Ott 4, 2008 - editing    2 Comments

Bucato

Su “Il Giornale” di oggi c’è una doppia pagina dedicata alla figura dell’editor.

Non è la prima volta, e un paio di mesi fa anche Benjamin, la rubrica di libri del TG1, aveva dedicato un servizio alla categoria.

Vogliamo dire che ci si stia accorgendo di noi?

Forse. Non è detto che sia un bene assoluto, però, e la doppia pagina de “Il Giornale” mostra molto bene il perché.

L’articolo principale riporta una serie di brevi interviste ad altrettanti editor di punta di grandi Case italiane, tutti intenti ad assicurare (e rassicurare) che la pratica dell’editing non è, per carità, non è assolutamente sinonimo di omologazione supina al gusto delle masse. “Io non dico mai ai miei autori di riscrivere questo o quello”, e “abbiamo fatto solo un leggero editing”, e cose così.

A questo articolo, ne segue un secondo, molto più breve, a proposito dei grandi editor anglosassoni, gente leggendaria come Gordon Lish e Susannah Clapp. Gente, si capisce bene, che adotta (e ammette) metodi un tantino più truci.

Il sugo della giustapposizione non è che ci sia editing ed editing, a seconda del lato dell’Atlantico su cui ci si trova, ma che il mondo editoriale anglosassone è più maturo, oppure più impudente, a scelta.

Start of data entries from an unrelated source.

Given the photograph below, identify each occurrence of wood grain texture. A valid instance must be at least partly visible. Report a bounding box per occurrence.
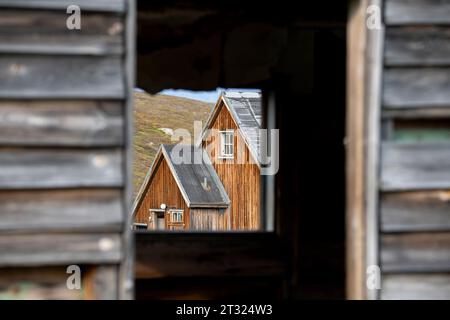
[202,101,262,230]
[383,68,450,108]
[0,0,126,12]
[0,189,123,234]
[384,26,450,66]
[0,149,123,189]
[135,232,286,279]
[385,0,450,25]
[0,100,124,147]
[380,190,450,232]
[381,273,450,300]
[381,232,450,273]
[189,209,229,231]
[382,105,450,119]
[134,155,190,230]
[381,142,450,191]
[0,55,125,99]
[0,233,122,266]
[0,9,124,55]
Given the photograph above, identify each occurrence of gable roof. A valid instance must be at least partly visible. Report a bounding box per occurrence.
[201,91,262,165]
[133,144,230,213]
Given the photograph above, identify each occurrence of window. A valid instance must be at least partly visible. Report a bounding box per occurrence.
[220,130,234,159]
[170,210,183,223]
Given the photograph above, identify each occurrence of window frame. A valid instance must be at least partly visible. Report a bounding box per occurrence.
[218,129,235,159]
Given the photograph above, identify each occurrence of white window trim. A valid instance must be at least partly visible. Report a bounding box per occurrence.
[169,209,184,224]
[218,130,234,159]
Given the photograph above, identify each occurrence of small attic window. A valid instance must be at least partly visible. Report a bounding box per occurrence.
[219,130,234,159]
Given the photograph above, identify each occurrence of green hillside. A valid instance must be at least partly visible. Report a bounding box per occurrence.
[133,92,213,198]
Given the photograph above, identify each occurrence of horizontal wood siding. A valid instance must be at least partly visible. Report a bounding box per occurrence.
[0,9,125,55]
[135,155,190,229]
[379,0,450,299]
[381,190,450,232]
[381,273,450,300]
[0,54,125,99]
[0,233,122,266]
[0,266,117,300]
[381,232,450,272]
[381,142,450,190]
[385,0,450,25]
[0,100,125,147]
[0,149,124,189]
[0,189,123,233]
[203,101,261,230]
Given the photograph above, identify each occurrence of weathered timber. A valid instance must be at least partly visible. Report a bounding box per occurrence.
[0,189,124,234]
[380,190,450,232]
[381,232,450,273]
[0,149,123,189]
[0,55,125,99]
[381,273,450,300]
[384,26,450,66]
[0,100,124,147]
[0,9,124,55]
[385,0,450,25]
[383,67,450,108]
[381,142,450,191]
[0,233,122,266]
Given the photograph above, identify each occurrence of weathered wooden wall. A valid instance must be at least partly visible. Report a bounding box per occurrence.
[0,0,135,299]
[134,154,190,229]
[203,101,261,230]
[347,0,450,299]
[380,0,450,299]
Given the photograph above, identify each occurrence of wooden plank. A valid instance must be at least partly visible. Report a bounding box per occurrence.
[135,231,286,279]
[385,0,450,25]
[0,233,122,266]
[117,0,137,300]
[382,105,450,119]
[0,266,87,300]
[0,149,123,189]
[83,265,119,300]
[0,0,126,12]
[385,26,450,66]
[346,0,368,299]
[381,274,450,300]
[381,142,450,191]
[0,100,124,147]
[0,189,124,233]
[0,55,125,99]
[381,190,450,232]
[0,9,124,55]
[383,68,450,108]
[381,232,450,273]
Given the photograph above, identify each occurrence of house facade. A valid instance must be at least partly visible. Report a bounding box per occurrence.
[133,92,261,230]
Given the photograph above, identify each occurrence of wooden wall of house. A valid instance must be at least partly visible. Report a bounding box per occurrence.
[347,0,450,299]
[0,0,135,299]
[379,0,450,299]
[190,208,230,231]
[135,156,190,229]
[203,101,261,230]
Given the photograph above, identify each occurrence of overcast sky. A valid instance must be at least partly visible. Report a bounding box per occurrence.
[135,88,260,103]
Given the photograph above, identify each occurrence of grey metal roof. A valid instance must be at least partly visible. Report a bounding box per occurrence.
[222,91,262,162]
[161,144,230,208]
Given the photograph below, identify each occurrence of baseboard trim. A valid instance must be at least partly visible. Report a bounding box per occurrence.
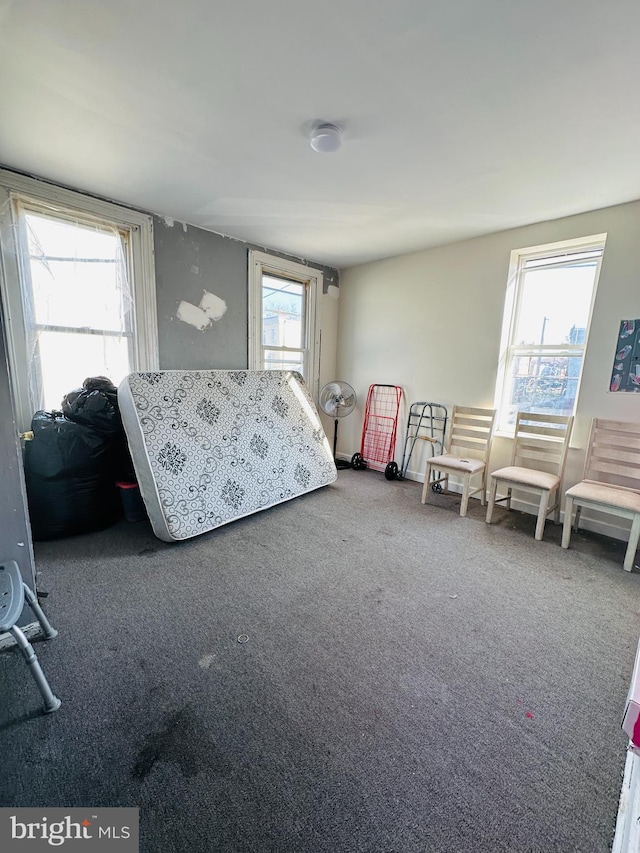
[611,750,640,853]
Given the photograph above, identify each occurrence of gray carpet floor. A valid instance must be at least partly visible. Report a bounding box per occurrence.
[0,470,640,853]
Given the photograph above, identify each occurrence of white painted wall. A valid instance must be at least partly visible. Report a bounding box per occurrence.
[337,196,640,536]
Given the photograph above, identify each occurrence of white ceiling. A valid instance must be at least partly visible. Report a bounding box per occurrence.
[0,0,640,267]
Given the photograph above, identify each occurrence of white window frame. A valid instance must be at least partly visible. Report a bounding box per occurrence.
[494,233,607,437]
[248,249,323,399]
[0,169,159,430]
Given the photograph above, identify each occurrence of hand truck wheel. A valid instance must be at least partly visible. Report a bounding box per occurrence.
[351,453,367,471]
[384,462,398,480]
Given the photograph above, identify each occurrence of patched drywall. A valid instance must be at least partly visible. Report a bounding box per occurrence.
[153,216,339,372]
[153,217,248,370]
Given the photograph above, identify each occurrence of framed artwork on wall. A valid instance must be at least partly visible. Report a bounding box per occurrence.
[609,319,640,394]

Nessuno si scandalizza scoprendo che Raymond Carver non sarebbe Raymond Carver senza Lish. O che Ezra Pound faceva l’editor.

Da noi è diverso. L’intervento dell’editor dà all’intera faccenda un che di artigianal-commerciale, appanna la mistica della scrittura-arte, suscita reazioni che vanno dal lieve imbarazzo alla negazione violenta.

O, peggio, al rifiuto.

Per cui, non è davvero il caso di metterci troppo sotto i riflettori. Apprezziamo l’attenzione, ma lasciateci pure lavorare nell’ombra, grazie.

Bucatoultima modifica: 2008-10-04T21:34:00+02:00da laclarina
Reposta per primo quest’articolo

2 Commenti

  • nessuno è felice di lavorare nell’ombra. ammettilo, cristoforo.

  • Hm, non saprei… ci sono sempre i topi d’appartamento, le eminenze grigie e… gli editor!